The value to me personally is the reliability. Amazon continues to deliver on highly reliable services, which is IMO the main reason they can charge such a premium.



> I don't think I've ever seen "fun" and "aws console" used in the same sentence before.

In my opinion AWS Console is one of the best designed from all cloud providers out there. GCP is years behind, even with $100k credits I just can force myself to use that pice of unusable crap. Probably Material Design is here to blame, as it's terrible on web.

DigitalOcean does a great job with their interface but they don't even have 1/20 of features offered by AWS, at the end it will share the fate of GCP. Being extremely bloated. :)


My cloud spend is in the millions, soon to be tens of millions, every year and I'm a heavy user of AWS, Google Cloud and Azure and I agree with you wholeheartedly. It's not even just the console but the underlying APIs. I do everything via Terraform anyway but GCP is buggy and inconsistent in areas where it absolutely shouldn't be.

Azure is 5 years ahead of Google Cloud. AWS is 5 years ahead of Azure. The differences are that extreme.


I'm spending literally a fraction of your budget and that is my amateurish assessment as well. AWS Console can be better but the Azure dashboard could've been from the 90s. I had a hard time navigating it.


"In my opinion AWS Console is one of the best designed from all cloud providers out there. GCP is years behind, even with $100k credits I just can force myself to use that pice of unusable crap. Probably Material Design is here to blame, as it's terrible on web."

I hear this for the first time; to me all the Amazon related interfaces I've used have resulted in poor user experience at best. This goes from the store to AWS and sellerscentral should really get a special mention. In AWS, I always felt that everything was super cluttered and important things hard to find, nowhere near intuitive. This goes for high level concepts as much as component behaviors like lists in s3... So, I'd be super curious to hear what you found that was so good. Care to share?


I feel this way about azure. The UI is terrible yet I can get stuff done in AWS ui rather quickly.


> I don't think I've ever seen "fun" and "aws console" used in the same sentence before.

To each their own, but the ability to deploy seemingly endless amounts of computing power to do whatever I want, with the click of my mouse, is something I could only dream of as a kid.


I had that kid-like wonder at a recent project where I had to re-architect an Amazon-hosted website for a customer.

It took me back to that childhood experience of playing with Lego. Everything just "snaps together", and a lot of things that ought to be difficult were shockingly easy.

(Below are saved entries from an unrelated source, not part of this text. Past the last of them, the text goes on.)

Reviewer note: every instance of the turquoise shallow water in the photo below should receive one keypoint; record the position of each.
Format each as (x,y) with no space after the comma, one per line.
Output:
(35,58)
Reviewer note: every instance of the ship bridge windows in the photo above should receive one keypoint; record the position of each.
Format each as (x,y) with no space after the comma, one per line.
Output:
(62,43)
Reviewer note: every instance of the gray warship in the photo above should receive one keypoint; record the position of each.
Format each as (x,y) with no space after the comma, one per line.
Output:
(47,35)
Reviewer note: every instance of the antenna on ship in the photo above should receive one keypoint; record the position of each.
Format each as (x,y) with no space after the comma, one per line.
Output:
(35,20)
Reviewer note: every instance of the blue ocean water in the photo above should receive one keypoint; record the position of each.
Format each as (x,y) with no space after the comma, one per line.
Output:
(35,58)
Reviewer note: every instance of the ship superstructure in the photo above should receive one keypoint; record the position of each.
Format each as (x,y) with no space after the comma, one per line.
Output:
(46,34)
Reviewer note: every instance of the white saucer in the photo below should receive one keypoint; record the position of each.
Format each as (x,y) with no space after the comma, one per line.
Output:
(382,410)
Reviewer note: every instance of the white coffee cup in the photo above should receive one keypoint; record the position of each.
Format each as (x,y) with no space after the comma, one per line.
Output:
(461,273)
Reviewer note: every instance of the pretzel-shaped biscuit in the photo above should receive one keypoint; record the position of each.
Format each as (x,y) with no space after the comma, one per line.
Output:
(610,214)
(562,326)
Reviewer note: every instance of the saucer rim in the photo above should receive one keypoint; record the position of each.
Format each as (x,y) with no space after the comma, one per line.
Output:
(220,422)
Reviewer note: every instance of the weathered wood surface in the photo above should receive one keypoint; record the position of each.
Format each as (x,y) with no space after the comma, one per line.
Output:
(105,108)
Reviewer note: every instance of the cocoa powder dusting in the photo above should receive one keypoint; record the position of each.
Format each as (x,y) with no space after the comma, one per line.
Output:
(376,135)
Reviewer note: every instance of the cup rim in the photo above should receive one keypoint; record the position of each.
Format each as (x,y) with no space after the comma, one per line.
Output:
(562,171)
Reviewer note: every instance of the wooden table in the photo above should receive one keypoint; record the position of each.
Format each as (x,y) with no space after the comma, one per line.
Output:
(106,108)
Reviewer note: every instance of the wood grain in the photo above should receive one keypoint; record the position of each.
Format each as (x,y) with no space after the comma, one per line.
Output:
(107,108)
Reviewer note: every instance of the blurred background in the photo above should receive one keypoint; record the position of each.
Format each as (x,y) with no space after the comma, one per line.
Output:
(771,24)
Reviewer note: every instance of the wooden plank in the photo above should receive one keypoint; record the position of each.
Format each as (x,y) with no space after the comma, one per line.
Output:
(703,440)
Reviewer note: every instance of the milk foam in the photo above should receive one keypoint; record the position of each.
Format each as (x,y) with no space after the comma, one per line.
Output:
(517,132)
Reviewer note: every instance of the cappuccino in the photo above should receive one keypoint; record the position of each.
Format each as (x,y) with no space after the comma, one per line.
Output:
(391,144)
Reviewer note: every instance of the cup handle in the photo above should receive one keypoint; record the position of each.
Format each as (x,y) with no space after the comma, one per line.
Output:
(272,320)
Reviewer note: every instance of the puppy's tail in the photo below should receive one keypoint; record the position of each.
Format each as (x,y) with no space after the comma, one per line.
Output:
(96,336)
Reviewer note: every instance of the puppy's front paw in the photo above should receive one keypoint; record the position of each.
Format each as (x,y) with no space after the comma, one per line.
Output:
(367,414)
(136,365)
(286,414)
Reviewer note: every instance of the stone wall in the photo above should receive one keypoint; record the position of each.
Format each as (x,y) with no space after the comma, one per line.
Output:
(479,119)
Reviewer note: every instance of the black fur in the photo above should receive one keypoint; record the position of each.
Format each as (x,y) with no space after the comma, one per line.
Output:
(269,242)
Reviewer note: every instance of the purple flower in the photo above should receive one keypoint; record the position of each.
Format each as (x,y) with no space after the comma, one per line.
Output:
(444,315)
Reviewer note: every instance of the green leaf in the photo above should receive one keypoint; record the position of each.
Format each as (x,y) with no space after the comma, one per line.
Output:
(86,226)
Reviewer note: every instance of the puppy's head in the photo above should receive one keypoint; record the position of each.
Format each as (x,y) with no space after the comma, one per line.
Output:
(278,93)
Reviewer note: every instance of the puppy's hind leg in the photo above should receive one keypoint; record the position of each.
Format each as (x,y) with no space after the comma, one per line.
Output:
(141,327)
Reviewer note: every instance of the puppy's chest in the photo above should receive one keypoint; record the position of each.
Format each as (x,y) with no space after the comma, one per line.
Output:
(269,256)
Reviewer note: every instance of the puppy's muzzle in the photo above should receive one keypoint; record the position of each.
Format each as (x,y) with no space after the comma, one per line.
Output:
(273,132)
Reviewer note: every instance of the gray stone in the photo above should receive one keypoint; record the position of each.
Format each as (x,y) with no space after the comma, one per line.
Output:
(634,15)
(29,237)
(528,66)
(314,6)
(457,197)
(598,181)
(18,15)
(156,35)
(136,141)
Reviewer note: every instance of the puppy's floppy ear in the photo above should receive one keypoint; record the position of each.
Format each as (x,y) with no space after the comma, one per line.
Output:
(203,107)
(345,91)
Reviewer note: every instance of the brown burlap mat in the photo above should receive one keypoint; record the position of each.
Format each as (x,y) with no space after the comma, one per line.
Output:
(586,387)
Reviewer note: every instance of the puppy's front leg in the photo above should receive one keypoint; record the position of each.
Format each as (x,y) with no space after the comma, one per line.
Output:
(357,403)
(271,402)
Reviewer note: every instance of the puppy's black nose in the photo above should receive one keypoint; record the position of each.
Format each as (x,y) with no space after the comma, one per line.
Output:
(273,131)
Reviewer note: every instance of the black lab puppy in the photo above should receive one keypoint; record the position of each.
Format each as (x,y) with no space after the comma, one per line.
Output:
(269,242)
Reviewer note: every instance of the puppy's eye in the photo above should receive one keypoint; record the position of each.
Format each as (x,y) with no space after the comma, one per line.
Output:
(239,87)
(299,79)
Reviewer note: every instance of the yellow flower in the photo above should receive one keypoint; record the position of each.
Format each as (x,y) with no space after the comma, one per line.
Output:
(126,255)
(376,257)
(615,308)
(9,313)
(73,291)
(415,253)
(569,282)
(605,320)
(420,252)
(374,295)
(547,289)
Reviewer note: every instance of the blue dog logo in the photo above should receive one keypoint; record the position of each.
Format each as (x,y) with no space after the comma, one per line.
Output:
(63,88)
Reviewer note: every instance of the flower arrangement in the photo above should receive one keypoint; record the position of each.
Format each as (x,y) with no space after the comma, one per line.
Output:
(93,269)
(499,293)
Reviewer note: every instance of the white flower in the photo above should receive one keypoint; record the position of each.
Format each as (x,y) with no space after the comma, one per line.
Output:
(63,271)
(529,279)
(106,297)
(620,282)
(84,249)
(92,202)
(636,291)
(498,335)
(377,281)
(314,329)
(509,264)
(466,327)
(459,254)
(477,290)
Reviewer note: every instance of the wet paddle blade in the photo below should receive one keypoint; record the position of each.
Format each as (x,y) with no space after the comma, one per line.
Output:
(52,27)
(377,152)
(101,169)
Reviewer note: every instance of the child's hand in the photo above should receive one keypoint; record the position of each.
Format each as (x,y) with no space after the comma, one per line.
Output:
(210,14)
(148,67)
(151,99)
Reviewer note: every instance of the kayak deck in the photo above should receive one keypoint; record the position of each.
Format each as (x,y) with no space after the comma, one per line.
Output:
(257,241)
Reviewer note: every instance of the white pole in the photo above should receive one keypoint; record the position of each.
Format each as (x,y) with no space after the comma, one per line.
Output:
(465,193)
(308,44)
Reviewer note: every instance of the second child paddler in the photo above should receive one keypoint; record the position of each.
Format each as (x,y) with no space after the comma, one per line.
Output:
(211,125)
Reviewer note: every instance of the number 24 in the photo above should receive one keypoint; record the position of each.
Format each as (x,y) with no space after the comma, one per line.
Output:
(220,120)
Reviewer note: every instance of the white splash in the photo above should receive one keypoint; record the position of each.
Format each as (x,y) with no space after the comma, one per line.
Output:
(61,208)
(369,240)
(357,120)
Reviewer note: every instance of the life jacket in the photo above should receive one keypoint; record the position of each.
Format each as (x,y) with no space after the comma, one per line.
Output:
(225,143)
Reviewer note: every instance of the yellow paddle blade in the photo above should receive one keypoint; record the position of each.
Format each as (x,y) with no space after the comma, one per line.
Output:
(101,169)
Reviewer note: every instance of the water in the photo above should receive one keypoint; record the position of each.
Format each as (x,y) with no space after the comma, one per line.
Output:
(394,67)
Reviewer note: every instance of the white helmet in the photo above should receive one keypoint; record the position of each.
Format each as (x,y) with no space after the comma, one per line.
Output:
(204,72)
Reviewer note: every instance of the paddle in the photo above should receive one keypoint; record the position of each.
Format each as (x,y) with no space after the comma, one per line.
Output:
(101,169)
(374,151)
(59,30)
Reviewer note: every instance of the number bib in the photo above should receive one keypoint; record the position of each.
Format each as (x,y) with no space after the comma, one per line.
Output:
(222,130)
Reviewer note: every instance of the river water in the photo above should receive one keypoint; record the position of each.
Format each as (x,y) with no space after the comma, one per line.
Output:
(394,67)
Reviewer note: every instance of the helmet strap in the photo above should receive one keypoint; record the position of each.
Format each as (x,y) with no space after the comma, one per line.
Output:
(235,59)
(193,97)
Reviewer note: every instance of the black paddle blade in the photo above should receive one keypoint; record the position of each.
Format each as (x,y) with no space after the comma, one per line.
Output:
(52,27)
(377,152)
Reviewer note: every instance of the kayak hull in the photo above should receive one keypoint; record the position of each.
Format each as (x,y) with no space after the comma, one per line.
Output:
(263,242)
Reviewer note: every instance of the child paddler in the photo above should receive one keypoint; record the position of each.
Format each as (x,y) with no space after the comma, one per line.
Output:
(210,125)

Mid-way through the project the customer apologised because they forgot to mention that they needed geo-redundancy for every layer, including the database.

It was a checkbox on AWS Aurora. A literal checkbox. I pressed it. There was a progress notification and then it was done. Just like that. A distributed cluster.

I know what's involved, it's not like I haven't built SQL Server clusters dozens of times before, I've even scripted the process before. But it's kind of magic to see it condensed down to a the absolutely most trivial true/false button that it could possibly be.